Serváis miró hacia arriba y se ruborizó claramente.
—Nunca lo supo. ¿Supongo que no creerán que yo se lo dije? No soy de ese tipo de personas, se lo aseguro. No soy de los que se entrometen entre marido y mujer. Y, francamente, si se lo hubiera dicho a Howard, éste no me hubiera creído. Es más que probable que hubiera intentado pegarme. Por tanto, ¿qué debía hacer yo? ¿Presentar pruebas? ¿Acaso debía organizar las cosas para que fueran atrapados en una situación que no indujera a ningún error? No, no dije nada.
—¿Y de verdad que él no lo supo? —preguntó Avalon, claramente desconcertado.
—No lo supo. No hacía mucho tiempo que había empezado. La pareja era exageradamente prudente. El marido le era ciegamente fiel. ¿Qué quieren ustedes?
—El marido es siempre el último en enterarse —sentenció Gonzalo.
Drake dijo:
—Si el
affaire
estaba tan bien escondido, ¿cómo lo descubrió usted, señor Serváis?

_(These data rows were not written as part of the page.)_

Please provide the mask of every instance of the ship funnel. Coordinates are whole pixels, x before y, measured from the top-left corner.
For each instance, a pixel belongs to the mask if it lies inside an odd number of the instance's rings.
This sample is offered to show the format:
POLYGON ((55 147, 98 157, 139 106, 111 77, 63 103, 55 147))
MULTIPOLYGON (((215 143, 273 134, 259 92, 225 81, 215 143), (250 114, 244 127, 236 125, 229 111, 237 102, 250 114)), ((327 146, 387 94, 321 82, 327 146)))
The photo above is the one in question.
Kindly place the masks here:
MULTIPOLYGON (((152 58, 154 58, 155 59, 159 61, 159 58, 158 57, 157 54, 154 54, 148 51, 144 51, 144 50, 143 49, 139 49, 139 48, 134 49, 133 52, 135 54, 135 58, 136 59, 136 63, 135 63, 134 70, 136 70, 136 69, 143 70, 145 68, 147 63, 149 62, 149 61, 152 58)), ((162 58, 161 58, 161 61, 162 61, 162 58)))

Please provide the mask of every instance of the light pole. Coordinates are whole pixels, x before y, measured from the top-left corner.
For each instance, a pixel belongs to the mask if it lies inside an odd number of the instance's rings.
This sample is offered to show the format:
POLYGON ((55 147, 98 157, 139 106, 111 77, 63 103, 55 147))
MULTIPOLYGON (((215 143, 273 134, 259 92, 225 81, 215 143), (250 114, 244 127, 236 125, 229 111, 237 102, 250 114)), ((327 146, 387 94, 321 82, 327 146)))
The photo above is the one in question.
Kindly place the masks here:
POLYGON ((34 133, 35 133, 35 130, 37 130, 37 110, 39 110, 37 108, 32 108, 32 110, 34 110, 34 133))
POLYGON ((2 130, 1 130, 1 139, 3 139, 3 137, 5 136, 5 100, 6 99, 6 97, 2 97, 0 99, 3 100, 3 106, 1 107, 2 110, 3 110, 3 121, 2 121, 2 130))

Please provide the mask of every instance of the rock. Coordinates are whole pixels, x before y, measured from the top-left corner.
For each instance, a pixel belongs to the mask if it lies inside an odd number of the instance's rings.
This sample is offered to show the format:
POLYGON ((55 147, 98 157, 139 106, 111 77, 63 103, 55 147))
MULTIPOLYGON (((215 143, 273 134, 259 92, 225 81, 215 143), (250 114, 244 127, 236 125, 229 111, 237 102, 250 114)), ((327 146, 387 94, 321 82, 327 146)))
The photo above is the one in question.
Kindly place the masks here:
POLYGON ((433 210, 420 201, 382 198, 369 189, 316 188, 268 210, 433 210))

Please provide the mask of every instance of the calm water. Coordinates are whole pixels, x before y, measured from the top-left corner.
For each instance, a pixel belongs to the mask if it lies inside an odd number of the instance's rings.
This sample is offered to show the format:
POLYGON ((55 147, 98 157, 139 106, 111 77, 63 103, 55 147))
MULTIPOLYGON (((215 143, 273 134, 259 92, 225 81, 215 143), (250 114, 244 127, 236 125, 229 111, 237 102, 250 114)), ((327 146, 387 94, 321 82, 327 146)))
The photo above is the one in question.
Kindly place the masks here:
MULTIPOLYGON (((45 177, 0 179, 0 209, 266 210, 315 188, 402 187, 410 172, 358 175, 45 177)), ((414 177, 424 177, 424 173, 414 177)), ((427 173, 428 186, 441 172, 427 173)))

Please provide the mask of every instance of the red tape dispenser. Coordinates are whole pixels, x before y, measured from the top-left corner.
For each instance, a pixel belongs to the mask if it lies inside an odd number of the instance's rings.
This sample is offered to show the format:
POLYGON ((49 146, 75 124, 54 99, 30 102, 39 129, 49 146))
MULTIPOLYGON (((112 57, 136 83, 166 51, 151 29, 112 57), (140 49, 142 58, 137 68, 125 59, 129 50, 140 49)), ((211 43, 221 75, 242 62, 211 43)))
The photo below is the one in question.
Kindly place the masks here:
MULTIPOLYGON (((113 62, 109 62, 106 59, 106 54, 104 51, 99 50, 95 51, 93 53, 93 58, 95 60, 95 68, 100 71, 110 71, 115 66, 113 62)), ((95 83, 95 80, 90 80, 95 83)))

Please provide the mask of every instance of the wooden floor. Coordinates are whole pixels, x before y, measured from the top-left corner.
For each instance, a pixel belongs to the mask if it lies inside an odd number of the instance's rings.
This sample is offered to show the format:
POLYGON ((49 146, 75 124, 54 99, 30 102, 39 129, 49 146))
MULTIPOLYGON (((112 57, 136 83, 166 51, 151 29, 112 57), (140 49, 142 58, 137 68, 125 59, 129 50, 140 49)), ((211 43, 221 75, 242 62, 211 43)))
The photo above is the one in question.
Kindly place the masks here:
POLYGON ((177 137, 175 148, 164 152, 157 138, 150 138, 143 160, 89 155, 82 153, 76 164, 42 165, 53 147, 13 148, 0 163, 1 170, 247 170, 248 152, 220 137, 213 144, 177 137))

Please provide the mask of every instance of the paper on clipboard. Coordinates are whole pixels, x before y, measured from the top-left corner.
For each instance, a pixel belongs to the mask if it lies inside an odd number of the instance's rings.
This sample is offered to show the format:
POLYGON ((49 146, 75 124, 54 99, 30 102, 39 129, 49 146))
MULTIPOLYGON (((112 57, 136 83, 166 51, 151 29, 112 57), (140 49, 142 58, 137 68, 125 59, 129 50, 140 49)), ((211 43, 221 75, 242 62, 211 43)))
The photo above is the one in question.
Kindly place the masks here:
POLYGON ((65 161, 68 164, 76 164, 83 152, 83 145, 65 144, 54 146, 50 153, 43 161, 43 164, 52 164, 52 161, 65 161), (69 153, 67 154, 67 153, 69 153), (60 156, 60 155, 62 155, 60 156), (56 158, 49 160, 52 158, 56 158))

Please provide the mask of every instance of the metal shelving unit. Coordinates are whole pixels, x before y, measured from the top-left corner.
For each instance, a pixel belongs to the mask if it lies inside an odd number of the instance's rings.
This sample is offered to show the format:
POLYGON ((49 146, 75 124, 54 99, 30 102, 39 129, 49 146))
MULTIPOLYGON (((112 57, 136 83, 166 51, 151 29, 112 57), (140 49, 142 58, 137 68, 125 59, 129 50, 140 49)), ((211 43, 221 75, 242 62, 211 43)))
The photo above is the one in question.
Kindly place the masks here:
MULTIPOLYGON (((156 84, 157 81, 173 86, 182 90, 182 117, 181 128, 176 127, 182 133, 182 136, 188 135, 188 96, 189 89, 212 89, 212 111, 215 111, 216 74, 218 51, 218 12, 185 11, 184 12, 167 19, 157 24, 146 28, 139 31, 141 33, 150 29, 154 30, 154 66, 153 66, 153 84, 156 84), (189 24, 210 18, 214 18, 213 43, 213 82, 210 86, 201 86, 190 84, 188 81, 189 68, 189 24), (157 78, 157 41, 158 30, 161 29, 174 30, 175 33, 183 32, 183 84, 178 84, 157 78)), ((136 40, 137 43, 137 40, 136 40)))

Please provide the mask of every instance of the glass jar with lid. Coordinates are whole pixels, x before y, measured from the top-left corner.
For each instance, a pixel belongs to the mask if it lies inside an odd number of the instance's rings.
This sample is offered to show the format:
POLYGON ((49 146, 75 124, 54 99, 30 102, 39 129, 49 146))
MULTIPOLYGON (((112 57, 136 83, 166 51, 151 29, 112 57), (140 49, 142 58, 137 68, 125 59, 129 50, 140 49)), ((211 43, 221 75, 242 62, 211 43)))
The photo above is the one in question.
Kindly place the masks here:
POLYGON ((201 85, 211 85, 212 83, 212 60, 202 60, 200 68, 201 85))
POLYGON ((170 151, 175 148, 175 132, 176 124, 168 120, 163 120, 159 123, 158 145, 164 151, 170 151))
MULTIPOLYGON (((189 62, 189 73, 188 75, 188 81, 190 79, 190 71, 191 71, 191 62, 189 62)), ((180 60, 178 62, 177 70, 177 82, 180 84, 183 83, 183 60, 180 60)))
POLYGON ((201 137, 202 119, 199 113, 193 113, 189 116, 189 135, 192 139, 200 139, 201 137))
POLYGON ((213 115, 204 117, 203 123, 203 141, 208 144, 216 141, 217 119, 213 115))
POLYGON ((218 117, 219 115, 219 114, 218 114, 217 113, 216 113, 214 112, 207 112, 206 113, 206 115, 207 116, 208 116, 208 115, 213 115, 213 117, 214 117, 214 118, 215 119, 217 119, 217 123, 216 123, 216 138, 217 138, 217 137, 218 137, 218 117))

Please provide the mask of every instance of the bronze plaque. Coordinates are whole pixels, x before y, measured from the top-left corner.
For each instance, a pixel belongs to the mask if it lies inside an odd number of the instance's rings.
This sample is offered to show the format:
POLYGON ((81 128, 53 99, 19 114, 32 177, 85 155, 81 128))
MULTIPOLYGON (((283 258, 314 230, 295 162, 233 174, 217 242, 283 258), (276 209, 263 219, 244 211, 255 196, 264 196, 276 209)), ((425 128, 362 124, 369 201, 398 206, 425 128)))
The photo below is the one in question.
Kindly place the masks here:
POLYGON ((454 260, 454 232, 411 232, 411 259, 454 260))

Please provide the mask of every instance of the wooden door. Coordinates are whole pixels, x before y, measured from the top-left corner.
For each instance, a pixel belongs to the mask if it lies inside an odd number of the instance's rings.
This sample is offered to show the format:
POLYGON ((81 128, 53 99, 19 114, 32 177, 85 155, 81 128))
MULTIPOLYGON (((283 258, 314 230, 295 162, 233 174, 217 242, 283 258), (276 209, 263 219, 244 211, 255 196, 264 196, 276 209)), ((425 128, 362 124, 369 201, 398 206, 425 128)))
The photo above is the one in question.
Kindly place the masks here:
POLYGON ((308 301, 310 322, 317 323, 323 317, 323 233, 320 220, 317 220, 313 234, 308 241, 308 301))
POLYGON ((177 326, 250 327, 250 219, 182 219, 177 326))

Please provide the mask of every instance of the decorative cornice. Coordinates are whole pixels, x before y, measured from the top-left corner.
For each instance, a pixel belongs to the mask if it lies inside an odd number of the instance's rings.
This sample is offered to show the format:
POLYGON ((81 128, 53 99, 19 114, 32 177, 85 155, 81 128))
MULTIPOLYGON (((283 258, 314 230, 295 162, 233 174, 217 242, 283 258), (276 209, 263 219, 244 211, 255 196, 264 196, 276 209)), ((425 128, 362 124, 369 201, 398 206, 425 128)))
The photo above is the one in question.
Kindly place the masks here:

—Por la más pura casualidad, se lo aseguro —replicó Serváis—. En cierto modo fue para ella un increíble golpe de infortunio. Aquella noche tenía yo una cita. No conocía bien a la muchacha y la cosa, después de todo, no fue bien. Estaba ansioso por deshacerme de ella, pero primero… ¿Qué quieren ustedes?, no hubiera sido caballeroso dejarla ir sola… La llevé hasta su casa en un extraño barrio de la ciudad. Y, tras haberme despedido de la forma más somera, entré en un bar cercano para tomar una taza de café y también para recuperarme. Y allí vi a Mary Kaufman y a un hombre.